Administration officials insisted that Obama had reached his own decision earlier this year but said that he told only a small circle of people, numbering roughly six or seven, and made clear to advisers that he wanted to announce his support before the Democratic National Convention in Charlotte, scheduled for the first week of September.

The timeline was sped up, however, by Biden’s comments, the officials said in a briefing with reporters Wednesday at the White House, speaking on the condition that they not be named or quoted.

White House officials learned about Biden’s statement soon after the news program was recorded Friday. They said Obama then decided he wanted to make his position known.

In the interview, Biden said, “Look. I am vice president of the United States of America. The president sets the policy. I am absolutely comfortable with the fact that men marrying men, women marrying women and heterosexual men and women marrying are entitled to the same exact rights, all the civil rights, all the civil liberties.

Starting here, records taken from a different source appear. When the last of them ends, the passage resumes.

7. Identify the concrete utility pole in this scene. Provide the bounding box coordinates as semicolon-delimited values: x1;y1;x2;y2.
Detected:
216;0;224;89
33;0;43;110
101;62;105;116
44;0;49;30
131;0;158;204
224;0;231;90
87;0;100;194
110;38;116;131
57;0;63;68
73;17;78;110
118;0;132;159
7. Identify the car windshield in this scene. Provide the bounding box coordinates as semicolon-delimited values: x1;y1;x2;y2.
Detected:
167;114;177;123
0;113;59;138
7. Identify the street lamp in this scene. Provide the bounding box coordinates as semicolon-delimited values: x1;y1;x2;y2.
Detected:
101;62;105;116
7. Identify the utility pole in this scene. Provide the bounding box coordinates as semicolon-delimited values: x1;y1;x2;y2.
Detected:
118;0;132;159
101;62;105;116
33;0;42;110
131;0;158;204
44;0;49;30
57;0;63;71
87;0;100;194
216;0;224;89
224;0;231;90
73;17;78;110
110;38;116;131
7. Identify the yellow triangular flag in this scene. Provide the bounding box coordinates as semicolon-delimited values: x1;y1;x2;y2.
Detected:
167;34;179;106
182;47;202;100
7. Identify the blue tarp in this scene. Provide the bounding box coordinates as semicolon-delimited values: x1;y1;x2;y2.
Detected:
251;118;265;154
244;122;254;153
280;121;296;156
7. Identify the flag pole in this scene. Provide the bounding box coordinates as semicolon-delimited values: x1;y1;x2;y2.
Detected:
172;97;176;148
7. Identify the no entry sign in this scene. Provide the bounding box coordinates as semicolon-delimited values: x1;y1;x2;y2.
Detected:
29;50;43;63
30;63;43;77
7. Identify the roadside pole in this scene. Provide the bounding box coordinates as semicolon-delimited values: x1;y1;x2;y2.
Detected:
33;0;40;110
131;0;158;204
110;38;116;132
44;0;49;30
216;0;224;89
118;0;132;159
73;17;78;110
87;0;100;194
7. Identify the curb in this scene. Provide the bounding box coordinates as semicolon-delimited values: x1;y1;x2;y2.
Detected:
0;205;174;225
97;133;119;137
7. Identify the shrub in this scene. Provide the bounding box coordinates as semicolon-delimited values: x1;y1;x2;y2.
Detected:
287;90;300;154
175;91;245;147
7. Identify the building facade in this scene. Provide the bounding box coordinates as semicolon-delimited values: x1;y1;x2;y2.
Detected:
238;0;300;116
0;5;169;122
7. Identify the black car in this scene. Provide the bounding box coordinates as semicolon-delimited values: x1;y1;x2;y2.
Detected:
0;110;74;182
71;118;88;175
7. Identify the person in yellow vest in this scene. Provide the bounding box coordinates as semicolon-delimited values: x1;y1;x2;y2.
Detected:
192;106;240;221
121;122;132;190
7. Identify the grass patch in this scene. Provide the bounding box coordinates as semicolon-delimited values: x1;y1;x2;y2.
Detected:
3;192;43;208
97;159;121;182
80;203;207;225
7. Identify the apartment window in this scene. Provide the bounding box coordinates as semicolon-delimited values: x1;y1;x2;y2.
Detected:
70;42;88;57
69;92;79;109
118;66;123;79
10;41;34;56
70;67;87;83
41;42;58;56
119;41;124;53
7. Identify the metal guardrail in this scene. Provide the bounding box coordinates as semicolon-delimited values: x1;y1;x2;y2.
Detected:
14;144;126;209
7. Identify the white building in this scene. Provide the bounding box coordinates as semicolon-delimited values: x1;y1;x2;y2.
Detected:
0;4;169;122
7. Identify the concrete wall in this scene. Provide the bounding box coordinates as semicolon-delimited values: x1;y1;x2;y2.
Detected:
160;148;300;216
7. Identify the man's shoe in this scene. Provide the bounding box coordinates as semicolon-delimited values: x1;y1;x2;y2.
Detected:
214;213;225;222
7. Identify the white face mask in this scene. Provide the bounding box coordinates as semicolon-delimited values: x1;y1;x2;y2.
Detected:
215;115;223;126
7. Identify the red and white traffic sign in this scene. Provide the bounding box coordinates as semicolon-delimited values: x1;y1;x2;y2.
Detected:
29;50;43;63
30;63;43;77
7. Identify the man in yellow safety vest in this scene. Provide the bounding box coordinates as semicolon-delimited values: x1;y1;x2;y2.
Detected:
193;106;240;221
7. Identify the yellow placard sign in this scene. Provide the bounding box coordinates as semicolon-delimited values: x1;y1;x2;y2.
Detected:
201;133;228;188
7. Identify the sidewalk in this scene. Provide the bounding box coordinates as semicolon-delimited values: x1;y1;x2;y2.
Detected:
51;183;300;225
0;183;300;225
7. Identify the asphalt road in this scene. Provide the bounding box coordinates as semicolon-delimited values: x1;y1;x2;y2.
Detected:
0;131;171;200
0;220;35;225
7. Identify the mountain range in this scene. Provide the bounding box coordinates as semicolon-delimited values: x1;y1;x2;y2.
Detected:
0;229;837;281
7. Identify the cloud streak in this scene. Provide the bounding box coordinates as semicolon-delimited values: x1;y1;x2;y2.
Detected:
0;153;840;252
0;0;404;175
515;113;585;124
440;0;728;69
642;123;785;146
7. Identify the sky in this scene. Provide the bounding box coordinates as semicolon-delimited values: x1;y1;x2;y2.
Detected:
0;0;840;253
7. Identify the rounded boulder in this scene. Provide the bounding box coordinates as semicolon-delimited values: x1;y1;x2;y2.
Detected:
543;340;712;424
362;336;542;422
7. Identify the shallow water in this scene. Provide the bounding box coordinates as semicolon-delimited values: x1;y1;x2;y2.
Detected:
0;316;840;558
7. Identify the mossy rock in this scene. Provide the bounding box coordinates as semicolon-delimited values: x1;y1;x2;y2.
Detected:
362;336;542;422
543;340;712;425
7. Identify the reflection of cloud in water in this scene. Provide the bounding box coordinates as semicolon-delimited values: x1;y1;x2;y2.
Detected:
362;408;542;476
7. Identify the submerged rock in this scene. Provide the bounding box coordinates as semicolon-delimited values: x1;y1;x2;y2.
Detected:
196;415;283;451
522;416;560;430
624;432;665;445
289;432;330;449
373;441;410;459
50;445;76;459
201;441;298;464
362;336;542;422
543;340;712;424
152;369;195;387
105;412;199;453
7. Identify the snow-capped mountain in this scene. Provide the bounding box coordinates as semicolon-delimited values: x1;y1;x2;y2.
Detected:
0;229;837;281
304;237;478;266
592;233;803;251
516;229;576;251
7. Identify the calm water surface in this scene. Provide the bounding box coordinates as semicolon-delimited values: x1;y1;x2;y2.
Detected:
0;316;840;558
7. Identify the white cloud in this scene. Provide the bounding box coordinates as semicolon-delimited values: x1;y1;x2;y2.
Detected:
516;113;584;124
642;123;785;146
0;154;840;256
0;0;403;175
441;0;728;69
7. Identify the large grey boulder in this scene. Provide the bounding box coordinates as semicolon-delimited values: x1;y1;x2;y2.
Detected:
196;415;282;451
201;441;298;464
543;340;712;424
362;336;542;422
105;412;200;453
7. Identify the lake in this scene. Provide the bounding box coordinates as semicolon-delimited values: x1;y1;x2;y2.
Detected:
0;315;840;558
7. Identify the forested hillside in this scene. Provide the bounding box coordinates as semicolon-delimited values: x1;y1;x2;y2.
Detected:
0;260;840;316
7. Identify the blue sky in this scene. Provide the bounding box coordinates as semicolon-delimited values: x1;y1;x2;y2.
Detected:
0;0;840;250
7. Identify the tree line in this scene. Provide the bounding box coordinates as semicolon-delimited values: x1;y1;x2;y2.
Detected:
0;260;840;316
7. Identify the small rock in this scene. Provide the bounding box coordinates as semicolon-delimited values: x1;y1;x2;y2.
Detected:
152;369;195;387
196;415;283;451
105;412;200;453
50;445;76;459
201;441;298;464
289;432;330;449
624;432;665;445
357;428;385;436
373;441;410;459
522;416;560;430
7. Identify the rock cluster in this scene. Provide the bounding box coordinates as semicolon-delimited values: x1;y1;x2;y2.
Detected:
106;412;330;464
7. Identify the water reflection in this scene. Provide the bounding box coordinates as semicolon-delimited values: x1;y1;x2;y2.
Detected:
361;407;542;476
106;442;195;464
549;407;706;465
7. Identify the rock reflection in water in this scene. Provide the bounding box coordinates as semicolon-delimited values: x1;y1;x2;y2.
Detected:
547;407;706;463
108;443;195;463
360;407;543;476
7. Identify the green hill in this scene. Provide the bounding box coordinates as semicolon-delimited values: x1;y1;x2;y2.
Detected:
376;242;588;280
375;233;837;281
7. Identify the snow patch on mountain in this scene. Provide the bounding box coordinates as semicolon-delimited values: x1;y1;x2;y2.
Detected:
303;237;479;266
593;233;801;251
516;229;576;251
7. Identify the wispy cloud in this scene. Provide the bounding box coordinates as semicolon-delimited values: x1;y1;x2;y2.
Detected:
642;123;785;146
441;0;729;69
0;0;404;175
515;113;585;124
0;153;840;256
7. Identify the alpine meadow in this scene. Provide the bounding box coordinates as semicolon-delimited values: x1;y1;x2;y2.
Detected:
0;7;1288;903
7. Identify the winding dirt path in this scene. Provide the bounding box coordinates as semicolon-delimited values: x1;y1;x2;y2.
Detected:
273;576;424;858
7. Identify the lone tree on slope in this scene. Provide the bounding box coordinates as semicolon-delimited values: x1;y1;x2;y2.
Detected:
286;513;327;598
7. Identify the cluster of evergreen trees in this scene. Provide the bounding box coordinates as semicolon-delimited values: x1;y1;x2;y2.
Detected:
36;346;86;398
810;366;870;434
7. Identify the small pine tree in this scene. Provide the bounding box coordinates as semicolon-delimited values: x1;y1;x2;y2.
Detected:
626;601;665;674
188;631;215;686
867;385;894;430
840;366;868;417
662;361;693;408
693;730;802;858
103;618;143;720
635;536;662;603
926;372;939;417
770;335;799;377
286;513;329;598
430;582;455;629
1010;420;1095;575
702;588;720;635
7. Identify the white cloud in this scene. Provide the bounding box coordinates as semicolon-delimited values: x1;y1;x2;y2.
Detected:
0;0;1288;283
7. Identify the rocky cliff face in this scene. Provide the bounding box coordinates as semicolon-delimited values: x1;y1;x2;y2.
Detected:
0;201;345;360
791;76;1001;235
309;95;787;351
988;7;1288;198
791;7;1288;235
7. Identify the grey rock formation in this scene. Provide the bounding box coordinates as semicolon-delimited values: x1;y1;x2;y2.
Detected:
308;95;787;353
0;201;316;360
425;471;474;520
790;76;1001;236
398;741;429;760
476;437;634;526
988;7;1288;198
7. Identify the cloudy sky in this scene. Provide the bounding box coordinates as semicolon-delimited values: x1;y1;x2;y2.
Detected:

And quite frankly, I don’t see much of a distinction beyond that.”

Immediately after its airing Sunday morning, a Biden spokesman said that the vice president “was saying what the president has said previously — that committed and loving same-sex couples deserve the same rights and protections enjoyed by all Americans, and that we oppose any effort to roll back those rights.

“That’s why we stopped defending the constitutionality of Section 3 of the Defense of Marriage Act in legal challenges and support legislation to repeal it,” the aide said. “Beyond that, the vice president was expressing that he too is evolving on the issue, after meeting so many committed couples and families in this country.”